R - C'est l'affaire de l'Europe centrale. Je crois que lorsque le président Obama est venu à Prague, il s'adressait à l'Europe centrale, son discours était superbe. Je pense qu'il faut toujours attirer l'attention sur cette partie de l'Europe - mais aussi sur bien d'autres parties - je sais que certains ont employé des langages beaucoup plus vifs et c'est une erreur.

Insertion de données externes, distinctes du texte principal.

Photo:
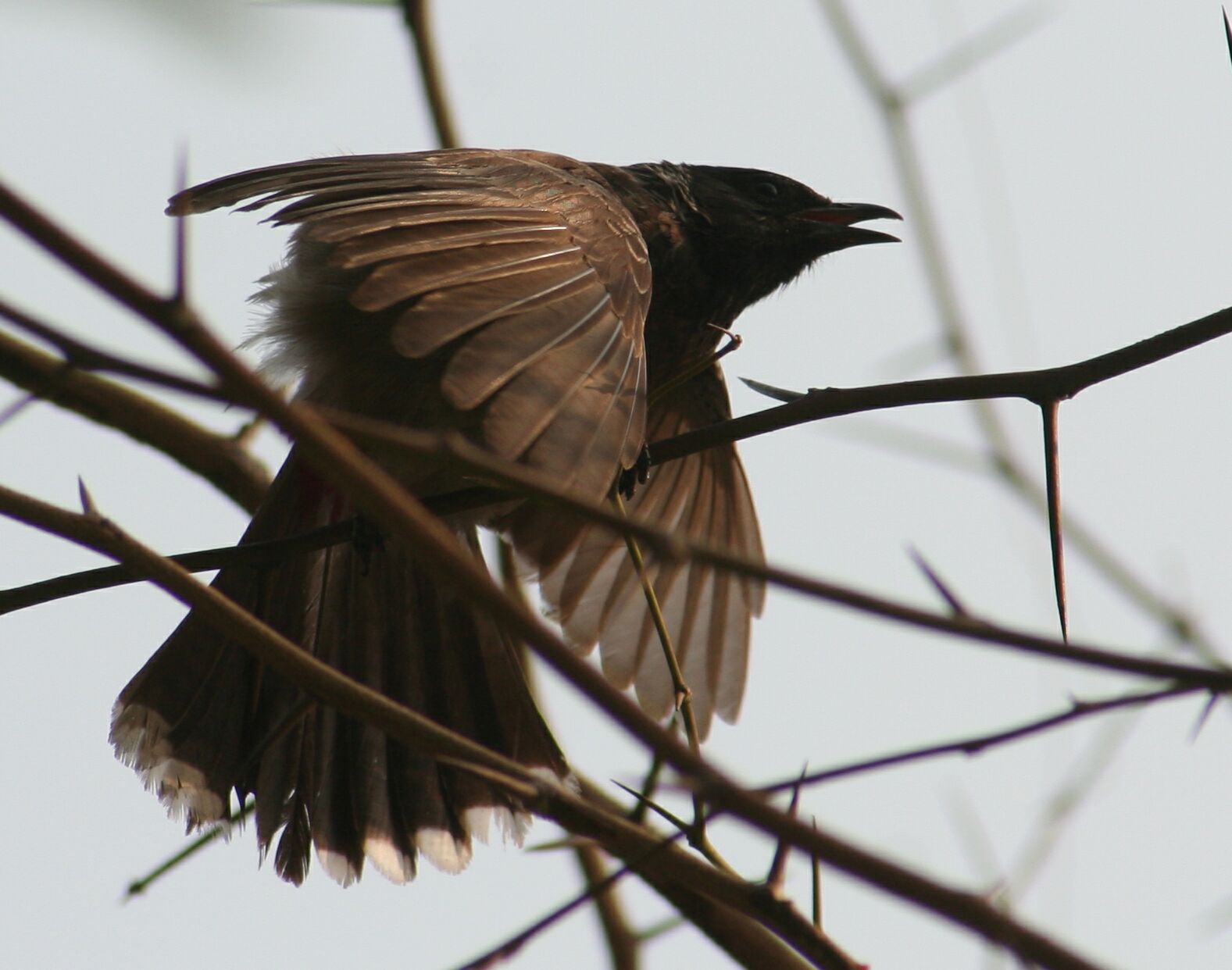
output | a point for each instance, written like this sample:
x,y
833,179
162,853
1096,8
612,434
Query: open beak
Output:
x,y
837,223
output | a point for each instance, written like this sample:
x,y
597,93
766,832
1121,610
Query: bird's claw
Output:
x,y
637,474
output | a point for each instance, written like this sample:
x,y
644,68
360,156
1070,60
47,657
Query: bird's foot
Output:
x,y
638,474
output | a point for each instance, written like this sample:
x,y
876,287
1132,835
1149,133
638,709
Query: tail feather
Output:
x,y
203,719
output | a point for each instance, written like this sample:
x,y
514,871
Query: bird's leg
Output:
x,y
637,474
700,366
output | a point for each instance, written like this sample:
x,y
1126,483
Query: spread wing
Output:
x,y
589,583
521,269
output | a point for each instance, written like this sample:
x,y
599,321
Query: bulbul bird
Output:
x,y
557,313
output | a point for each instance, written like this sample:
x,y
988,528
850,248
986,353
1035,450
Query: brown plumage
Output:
x,y
541,307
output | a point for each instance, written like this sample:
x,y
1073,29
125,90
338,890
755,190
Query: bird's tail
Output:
x,y
203,718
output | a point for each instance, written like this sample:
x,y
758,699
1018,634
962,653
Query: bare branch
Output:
x,y
418,20
213,457
980,744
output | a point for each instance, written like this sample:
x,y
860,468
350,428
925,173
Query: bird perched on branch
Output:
x,y
556,313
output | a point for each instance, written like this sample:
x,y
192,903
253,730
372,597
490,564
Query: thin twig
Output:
x,y
416,15
1050,412
980,744
222,830
213,457
79,355
623,944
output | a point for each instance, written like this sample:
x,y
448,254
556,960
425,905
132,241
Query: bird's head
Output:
x,y
751,232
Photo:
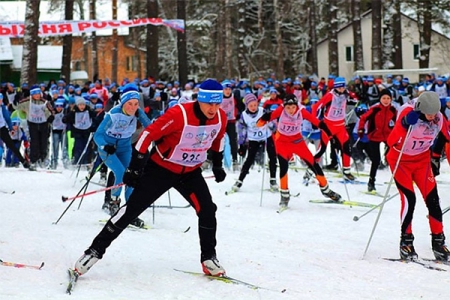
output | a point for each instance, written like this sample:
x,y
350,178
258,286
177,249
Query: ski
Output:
x,y
437,261
418,262
342,202
17,265
73,278
374,193
228,279
282,208
130,226
7,192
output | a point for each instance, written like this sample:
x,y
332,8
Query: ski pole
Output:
x,y
356,218
65,199
387,190
342,171
68,206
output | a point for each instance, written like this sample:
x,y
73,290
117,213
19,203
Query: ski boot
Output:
x,y
211,266
102,180
114,205
285,197
237,185
138,223
407,251
307,177
326,191
347,175
86,261
371,186
440,250
273,184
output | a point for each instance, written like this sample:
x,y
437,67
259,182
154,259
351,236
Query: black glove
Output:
x,y
131,177
219,173
435,165
242,150
110,149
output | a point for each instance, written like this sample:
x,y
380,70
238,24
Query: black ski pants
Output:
x,y
155,181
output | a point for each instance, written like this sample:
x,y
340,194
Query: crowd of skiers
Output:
x,y
186,125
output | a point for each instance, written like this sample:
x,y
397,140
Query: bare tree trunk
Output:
x,y
85,39
67,44
114,63
376,34
152,40
92,16
333,51
313,60
181,44
388,36
397,26
279,39
228,40
135,37
424,22
357,36
242,33
30,43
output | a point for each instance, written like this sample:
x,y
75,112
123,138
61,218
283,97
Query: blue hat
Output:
x,y
79,100
35,90
127,96
226,84
210,91
129,87
339,82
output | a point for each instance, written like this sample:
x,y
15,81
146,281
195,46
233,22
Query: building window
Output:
x,y
349,54
416,50
78,65
131,63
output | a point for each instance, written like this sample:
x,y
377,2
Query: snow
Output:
x,y
314,251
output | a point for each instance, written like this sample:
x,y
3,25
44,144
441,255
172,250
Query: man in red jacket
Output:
x,y
379,120
423,122
182,137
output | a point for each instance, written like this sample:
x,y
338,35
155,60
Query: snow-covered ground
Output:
x,y
313,251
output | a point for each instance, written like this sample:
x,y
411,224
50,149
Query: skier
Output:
x,y
289,141
252,138
39,115
113,140
425,122
380,119
5,123
333,105
182,135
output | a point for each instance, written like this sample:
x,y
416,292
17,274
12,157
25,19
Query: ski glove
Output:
x,y
50,119
361,133
131,177
242,150
435,165
110,149
412,117
219,173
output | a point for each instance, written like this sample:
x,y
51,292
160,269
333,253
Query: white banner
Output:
x,y
52,28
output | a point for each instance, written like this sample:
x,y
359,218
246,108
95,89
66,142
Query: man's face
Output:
x,y
209,109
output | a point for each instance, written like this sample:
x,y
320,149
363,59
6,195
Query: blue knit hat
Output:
x,y
210,91
128,96
339,82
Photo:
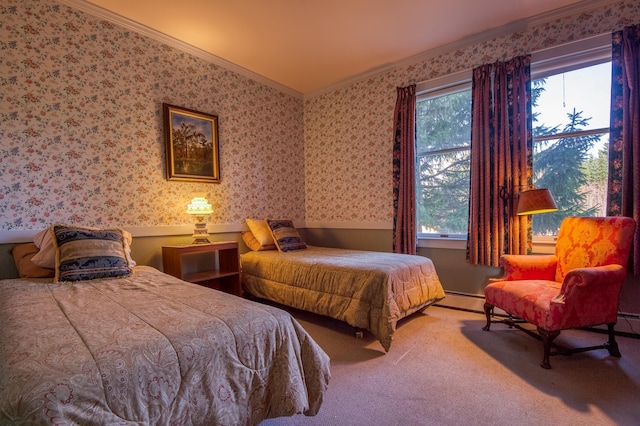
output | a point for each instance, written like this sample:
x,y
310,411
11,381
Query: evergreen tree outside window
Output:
x,y
570,106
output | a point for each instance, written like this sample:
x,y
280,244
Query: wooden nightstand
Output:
x,y
215,265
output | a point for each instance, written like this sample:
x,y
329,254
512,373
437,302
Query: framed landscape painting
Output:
x,y
191,140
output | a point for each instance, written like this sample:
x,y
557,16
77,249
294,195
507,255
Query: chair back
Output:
x,y
593,241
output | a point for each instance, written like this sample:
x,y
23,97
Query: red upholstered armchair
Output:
x,y
578,286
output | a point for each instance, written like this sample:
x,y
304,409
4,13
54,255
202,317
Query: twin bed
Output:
x,y
103,341
146,347
367,290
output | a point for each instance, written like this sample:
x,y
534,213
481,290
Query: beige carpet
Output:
x,y
442,369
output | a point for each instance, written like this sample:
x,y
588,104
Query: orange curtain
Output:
x,y
501,160
404,178
623,191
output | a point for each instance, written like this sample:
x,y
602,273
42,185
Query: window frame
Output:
x,y
545,62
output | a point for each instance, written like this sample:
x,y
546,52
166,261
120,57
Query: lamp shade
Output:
x,y
533,201
199,206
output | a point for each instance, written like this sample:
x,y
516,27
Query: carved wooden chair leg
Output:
x,y
612,345
547,339
488,311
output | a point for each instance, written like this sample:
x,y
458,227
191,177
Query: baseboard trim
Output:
x,y
628,325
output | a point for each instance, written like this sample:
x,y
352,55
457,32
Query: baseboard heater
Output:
x,y
628,325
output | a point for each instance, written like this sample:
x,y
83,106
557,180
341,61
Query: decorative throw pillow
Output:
x,y
89,254
22,254
251,242
285,235
46,257
260,231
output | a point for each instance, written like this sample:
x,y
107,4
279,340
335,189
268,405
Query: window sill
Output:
x,y
545,245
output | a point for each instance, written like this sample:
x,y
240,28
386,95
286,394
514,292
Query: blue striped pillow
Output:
x,y
87,254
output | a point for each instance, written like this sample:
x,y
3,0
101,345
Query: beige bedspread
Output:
x,y
150,349
368,290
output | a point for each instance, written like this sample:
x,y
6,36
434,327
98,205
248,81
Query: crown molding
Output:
x,y
465,42
129,24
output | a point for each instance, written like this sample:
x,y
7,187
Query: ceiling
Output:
x,y
308,45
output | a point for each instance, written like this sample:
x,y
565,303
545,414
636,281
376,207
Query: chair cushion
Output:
x,y
529,300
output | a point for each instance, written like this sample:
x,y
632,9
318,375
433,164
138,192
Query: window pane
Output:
x,y
443,132
443,193
443,121
573,167
586,90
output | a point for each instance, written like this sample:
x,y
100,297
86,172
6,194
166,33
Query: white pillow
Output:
x,y
46,257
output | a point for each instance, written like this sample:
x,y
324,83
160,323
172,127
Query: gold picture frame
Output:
x,y
191,142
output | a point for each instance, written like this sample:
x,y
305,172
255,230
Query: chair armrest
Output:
x,y
596,280
589,296
527,267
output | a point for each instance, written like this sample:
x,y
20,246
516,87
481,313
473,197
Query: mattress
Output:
x,y
366,289
150,349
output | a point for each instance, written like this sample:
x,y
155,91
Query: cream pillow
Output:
x,y
261,231
46,257
286,235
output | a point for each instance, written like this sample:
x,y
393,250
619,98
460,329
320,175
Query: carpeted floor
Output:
x,y
443,369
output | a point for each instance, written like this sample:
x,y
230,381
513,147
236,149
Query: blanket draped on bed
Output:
x,y
368,290
150,349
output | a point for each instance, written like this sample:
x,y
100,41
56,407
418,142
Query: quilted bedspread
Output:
x,y
150,349
366,289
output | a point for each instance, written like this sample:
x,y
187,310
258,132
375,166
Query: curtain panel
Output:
x,y
404,177
623,189
501,160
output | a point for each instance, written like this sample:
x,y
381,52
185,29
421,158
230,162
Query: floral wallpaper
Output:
x,y
81,139
349,132
81,134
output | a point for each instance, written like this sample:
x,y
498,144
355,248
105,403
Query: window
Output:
x,y
443,137
570,106
571,132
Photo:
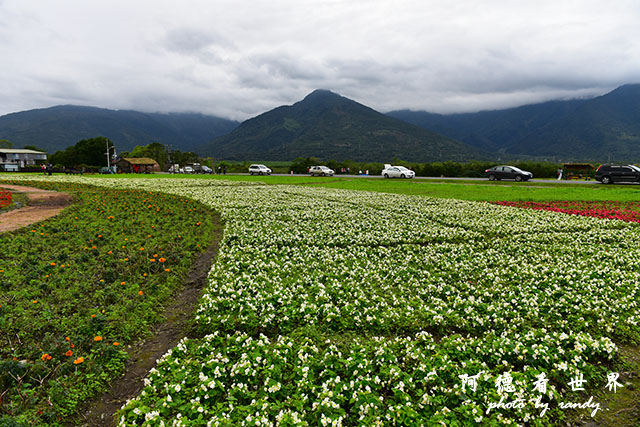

Les nouveaux pays, les nouveaux adhérents de l'Europe, sont maintenant des participants à part entière. Chaque pays a une voix, chaque pays la vaut. Alors, évidemment, ici, en Pologne, nous sommes dans un grand pays, un des grands de l'Europe, mais même les petits sont considérés comme des partenaires légitimes, uniques et en même temps membres de l'Union. C'est toute l'aventure européenne, c'est cela l'exaltation européenne. Alors maintenant, est-ce qu'il y a autant d'exaltation ? Un peu moins, mais il faut redonner du contenu à ce mouvement, ce qui n'est pas facile. Vous comprenez quand ils sont à l'extérieur, tous les pays veulent adhérer à l'Union européenne, pour eux c'est l'avenir, le futur, la gloire et la solution de tous les problèmes, ce n'est pas vrai. Néanmoins, pour eux, c'est une formidable attraction, une formidable aventure. Et nous, une fois que nous sommes à l'intérieur, on devient un peu blasé.
Quant à la première question, nous sommes dans un partenariat stratégique, nos amis polonais sont des amis stratégiques et des amis tout simplement. L'ennui du concept de partenariat stratégique, c'est que l'on retient stratégie mais pas partenariat, moi je retiens "amis stratégiques". Je sais aussi que les Polonais ont participé à beaucoup d'interventions et continuent de le faire, en particulier en Afghanistan. Nous partageons les mêmes difficultés nous partageons les mêmes espérances.
Je ne pourrais pas terminer sans dire un mot de la mort de M. Kolakowski, parce que c'était un homme qui me touchait beaucoup, c'était un grand philosophe. Je me souviens de ce qu'il a représenté pour les intellectuels polonais, pour les intellectuels français aussi, et pour la pensée simplement honnête, pour la pensée de la liberté, je ne voulais pas vous quitter sans lui consacrer une pensée.